Das heißt, das Institut hat in den zwei Jahren Ihrer Amtszeit weniger Berichte vorgelegt als geplant?
Ja, weil wir in einer Situation waren, mit der wir nicht gerechnet hatten. Das DEval hat eine wunderbare Schar von engagierten und qualifizierten jungen Mitarbeitern, aber wir haben aus unterschiedlichen Gründen nie das volle Personal des Stellenplans zur Verfügung gestellt bekommen. Es gibt immer noch einen Stellenstopp bei den Abteilungsleitungen und das Ministerium war in zwei Jahren nicht in der Lage, diesen Missstand zu beheben. Zudem ist die ganze Konstruktion des Instituts verkorkst.
Inwiefern?
Das DEval ist eine Gesellschaft im Besitz des Bundes, vertreten durch einen einzigen Gesellschafter, nämlich das Entwicklungsministerium, von dem es zugleich Zuwendungen erhält. GmbH- und Zuwendungsrecht sind aber ein Einfallstor für tagtägliches Mikromanagement.

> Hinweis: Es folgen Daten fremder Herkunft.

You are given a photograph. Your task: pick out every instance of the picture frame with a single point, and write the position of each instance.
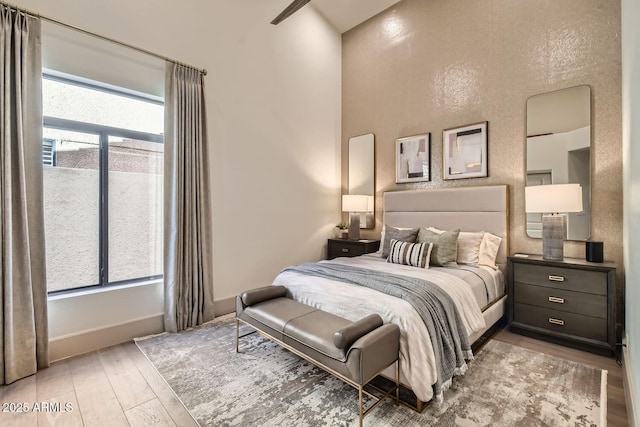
(413, 158)
(464, 151)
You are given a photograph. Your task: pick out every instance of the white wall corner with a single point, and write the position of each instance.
(630, 389)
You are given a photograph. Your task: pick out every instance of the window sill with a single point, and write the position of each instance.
(100, 290)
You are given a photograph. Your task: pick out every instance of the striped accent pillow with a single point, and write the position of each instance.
(414, 254)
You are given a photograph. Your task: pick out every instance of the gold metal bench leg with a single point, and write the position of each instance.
(360, 404)
(398, 381)
(237, 335)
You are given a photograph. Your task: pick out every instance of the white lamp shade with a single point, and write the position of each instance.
(553, 198)
(355, 203)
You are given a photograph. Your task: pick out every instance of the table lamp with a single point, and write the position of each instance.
(553, 200)
(354, 204)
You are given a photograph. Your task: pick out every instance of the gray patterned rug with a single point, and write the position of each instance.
(266, 385)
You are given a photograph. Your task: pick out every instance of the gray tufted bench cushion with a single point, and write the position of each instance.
(353, 351)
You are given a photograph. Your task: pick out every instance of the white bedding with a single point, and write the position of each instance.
(417, 360)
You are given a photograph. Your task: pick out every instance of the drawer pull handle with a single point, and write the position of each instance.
(556, 321)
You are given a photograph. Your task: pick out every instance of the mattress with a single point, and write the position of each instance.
(471, 288)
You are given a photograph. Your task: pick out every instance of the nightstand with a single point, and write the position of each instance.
(350, 248)
(570, 302)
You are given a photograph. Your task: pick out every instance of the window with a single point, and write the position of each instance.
(103, 172)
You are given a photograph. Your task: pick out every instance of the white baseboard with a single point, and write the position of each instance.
(86, 341)
(224, 306)
(630, 392)
(95, 339)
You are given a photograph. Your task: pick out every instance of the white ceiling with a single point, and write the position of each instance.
(346, 14)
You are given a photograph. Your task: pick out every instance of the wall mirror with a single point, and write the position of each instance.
(361, 173)
(559, 151)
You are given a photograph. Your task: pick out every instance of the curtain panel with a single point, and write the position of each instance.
(188, 275)
(23, 299)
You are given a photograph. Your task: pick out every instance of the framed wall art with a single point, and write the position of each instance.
(464, 151)
(413, 154)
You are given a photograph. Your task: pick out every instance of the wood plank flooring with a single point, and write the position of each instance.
(117, 386)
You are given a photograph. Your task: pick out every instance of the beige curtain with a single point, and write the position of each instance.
(23, 302)
(187, 216)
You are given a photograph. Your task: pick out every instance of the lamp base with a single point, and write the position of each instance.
(354, 226)
(554, 231)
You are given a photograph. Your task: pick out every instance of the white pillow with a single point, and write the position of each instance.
(468, 246)
(489, 250)
(382, 235)
(413, 254)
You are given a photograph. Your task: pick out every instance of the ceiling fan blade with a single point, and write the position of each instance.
(289, 10)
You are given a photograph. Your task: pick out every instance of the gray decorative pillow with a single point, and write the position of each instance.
(400, 234)
(445, 246)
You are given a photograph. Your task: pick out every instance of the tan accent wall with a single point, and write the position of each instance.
(424, 66)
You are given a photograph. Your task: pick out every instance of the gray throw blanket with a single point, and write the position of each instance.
(435, 307)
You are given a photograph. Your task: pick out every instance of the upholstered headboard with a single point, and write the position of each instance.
(467, 208)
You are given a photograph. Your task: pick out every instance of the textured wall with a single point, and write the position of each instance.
(631, 144)
(424, 66)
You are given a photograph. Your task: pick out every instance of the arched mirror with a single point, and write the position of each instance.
(361, 173)
(559, 151)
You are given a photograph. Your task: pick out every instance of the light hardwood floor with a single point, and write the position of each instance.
(118, 386)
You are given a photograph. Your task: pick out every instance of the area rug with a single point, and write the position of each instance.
(265, 385)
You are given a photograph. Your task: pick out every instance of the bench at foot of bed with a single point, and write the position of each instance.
(355, 352)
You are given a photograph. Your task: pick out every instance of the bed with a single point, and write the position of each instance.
(478, 292)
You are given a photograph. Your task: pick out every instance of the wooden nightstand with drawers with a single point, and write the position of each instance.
(350, 248)
(570, 302)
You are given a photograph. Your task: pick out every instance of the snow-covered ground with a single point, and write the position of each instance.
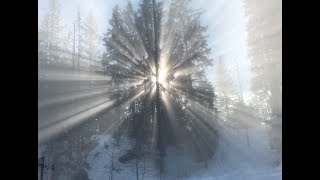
(234, 159)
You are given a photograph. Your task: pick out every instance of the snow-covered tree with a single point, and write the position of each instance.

Hat Ihnen das Ministerium in die Arbeit des Instituts hineingeredet?
Ja, es hieß zum Beispiel, diese Evaluierung nicht jetzt, jene nicht so oder nicht in diesem oder jenem Land, für die nächste Evaluierung müssten erst noch bestimmte Referate im BMZ gehört werden, bevor eine Zeile veröffentlicht wird, und so weiter. Für die Mitarbeiter des Instituts ist eine solche Detailsteuerung in der Gründungsphase vielleicht hilfreich gewesen, aber unterm Strich kann die in den zwei dürren Worten „wissenschaftliche Unabhängigkeit“ garantierte Handlungsfreiheit in der Evaluierung so nicht funktionieren. Meines Erachtens gehört zu einer tragfähigen Lösung, die Zahl der bestimmenden Gesellschafter mindestens um das Auswärtige Amt und das Umweltministerium zu erweitern, um aus dieser dominanten Partnerbeziehung zum Entwicklungsministerium herauszukommen. Das entspricht auch der Tatsache, dass die deutsche Entwicklungszusammenarbeit längst breiter als nur im BMZ verankert ist.
Vor zwei Jahren, als Sie Ihren Posten angetreten haben, habe ich Sie in einem Interview nach der finanziellen Abhängigkeit vom Ministerium gefragt. Sie antworteten, Unabhängigkeit bedeute nicht, völlig losgelöst zu sein. Mir schien damals, dass das kein Problem für Sie ist.
Die Grundaussage, dass Unabhängigkeit nicht bedeutet, völlig losgelöst zu sein, stimmt immer noch. Es ist vernünftig, dass das Institut grundsätzlich auf Nachfrage des Ministeriums evaluiert, natürlich auch auf Nachfrage aus dem Parlament oder den Entwicklungsorganisationen. Diese Art Bindung ist in Ordnung. Es ist aber eine ganz andere Frage, wie man mit einer solchen Bindung im alltäglichen Betrieb und bei der Durchführung von Evaluationen umgeht.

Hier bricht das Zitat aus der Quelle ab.